This story is from May 15, 2016

RAU owes its origin to British agri research institute

RAU owes its origin to British agri research institute
Patna: The 46 year old Rajendra Agricultural University (RAU), which has recently been accorded the status of a central university, owes its origin to the Imperial Agricultural Research Institute set up by the British government in 1903 in a remote village of Samastipur district. It is said that when the then government proposed to set up an institute of agricultural research in the country, a detailed survey was carried out by the agricultural experts across the country.
The present site was selected for the purpose owing to its most fertile soil, suitable climate and the multiplicity of crops grown in the region.
As recorded in the Imperial Gazetteer of India, 1878, this region had earlier been acquired by the East India Company for running a stud farm to supply better breed of horses mainly for the army. But, due to frequent incidence of a disease affecting the animals, the farm was abandoned. Then it was acquired by a British tobacco firm “Beg Sutherland & Co”, but it also left the place in 1897. This vacant space was utilized for the agricultural research institute.
Credit for the establishment of agricultural research institute goes solely to philanthropist Henry Phipps of USA, a family friend of then Viceroy Lord Curzon. During one of his visits to India, Phipps offered a sum of 30,000 dollars to Curzon for some noble cause. The money was spent on the setting up of the institute. A full-fledged research laboratory in the name of Phipps was set up here to promote agricultural research. It is said that the name of the place Pusa is the abbreviated form of Phipps of U.S.A. (Pusa). Earlier, the village was known by some other name.
Laying down the foundation stone of the Agricultural Research Institute on April 1, 1905 Lord Curzon had expressed his vision that the seed he was planting would soon blossom out, making Pusa the nucleus of agricultural activities, research and education which would not only benefit Bihar and Bengal, but the whole of the country and would attract the best of talents from India and abroad.
However, the 1934 Bihar earthquake caused massive devastations in the region and the worst victim was the massive Phipp’s laboratory. The central government decided to shift the institute to Delhi which was vehemently opposed by then provincial chief minister S K Sinha. However, despite people’s protests, it was shifted to New Delhi in 1935. However, the road where the headquarters of this agricultural research institute was located, was named “Pusa Road.”

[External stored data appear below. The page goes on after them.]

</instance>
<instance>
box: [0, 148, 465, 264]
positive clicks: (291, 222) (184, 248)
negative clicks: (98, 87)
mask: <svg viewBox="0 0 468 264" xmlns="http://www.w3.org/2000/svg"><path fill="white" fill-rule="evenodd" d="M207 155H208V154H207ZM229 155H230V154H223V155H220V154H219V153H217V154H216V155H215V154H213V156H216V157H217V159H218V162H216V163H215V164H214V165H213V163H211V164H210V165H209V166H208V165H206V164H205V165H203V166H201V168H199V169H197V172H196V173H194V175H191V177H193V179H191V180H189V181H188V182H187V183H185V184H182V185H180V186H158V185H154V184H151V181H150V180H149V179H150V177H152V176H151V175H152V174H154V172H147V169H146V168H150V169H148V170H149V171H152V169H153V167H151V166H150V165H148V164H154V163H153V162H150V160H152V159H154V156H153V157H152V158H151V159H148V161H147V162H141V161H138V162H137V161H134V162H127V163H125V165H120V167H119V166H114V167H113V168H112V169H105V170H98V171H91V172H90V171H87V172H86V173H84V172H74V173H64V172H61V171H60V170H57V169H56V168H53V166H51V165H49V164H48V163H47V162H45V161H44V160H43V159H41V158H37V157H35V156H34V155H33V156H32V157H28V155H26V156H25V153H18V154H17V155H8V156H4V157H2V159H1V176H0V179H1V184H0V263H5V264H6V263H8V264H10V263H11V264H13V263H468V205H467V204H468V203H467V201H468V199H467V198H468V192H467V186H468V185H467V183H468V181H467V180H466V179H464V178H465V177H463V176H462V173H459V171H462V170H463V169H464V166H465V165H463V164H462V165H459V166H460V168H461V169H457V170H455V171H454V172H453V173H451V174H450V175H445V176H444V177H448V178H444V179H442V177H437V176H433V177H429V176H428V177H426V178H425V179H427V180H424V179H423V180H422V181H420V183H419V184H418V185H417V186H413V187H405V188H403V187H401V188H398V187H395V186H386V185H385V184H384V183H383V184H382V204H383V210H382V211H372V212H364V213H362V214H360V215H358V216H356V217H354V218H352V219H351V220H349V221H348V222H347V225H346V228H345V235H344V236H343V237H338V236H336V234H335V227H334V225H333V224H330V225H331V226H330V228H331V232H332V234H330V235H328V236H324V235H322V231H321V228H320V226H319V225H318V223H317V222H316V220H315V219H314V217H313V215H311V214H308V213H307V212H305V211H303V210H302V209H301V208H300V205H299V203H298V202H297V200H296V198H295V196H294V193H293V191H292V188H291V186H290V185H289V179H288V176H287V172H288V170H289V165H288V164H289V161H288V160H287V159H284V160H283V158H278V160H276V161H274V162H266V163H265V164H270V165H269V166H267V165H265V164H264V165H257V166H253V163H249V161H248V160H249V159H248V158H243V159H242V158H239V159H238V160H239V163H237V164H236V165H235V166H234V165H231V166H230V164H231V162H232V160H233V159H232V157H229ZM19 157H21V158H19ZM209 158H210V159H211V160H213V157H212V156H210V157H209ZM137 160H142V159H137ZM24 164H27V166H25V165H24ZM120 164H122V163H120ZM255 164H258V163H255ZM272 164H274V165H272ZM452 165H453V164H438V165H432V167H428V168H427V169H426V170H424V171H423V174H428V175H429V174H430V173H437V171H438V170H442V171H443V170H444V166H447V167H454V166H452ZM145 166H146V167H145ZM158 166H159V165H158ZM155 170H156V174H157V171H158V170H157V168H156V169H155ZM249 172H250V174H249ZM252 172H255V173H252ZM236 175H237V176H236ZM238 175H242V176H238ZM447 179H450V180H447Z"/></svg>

Pusa estate, since its purchase by the government of Bihar, has undergone a series of changes with the dawn of independence and one finds today a number of institutions located here along with the sugarcane research institute which is the major scientific organization at Pusa and one of the biggest centres of sugarcane research in the country. In 1970, the state government started the present Rajendra Agricultural University with its headquarters at Pusa.
Today, besides being the RAU headquarters, Pusa hosts a number of research institutions, including regional research station of Indian Agricultural Research Institute (IARI), New Delhi, tobacco research station of Central Tobacco Research Institute (CTRI), Rajamundri, crop research programme of Indian Council of Agricultural Research (ICAR) and Kisan Vidyapeeth.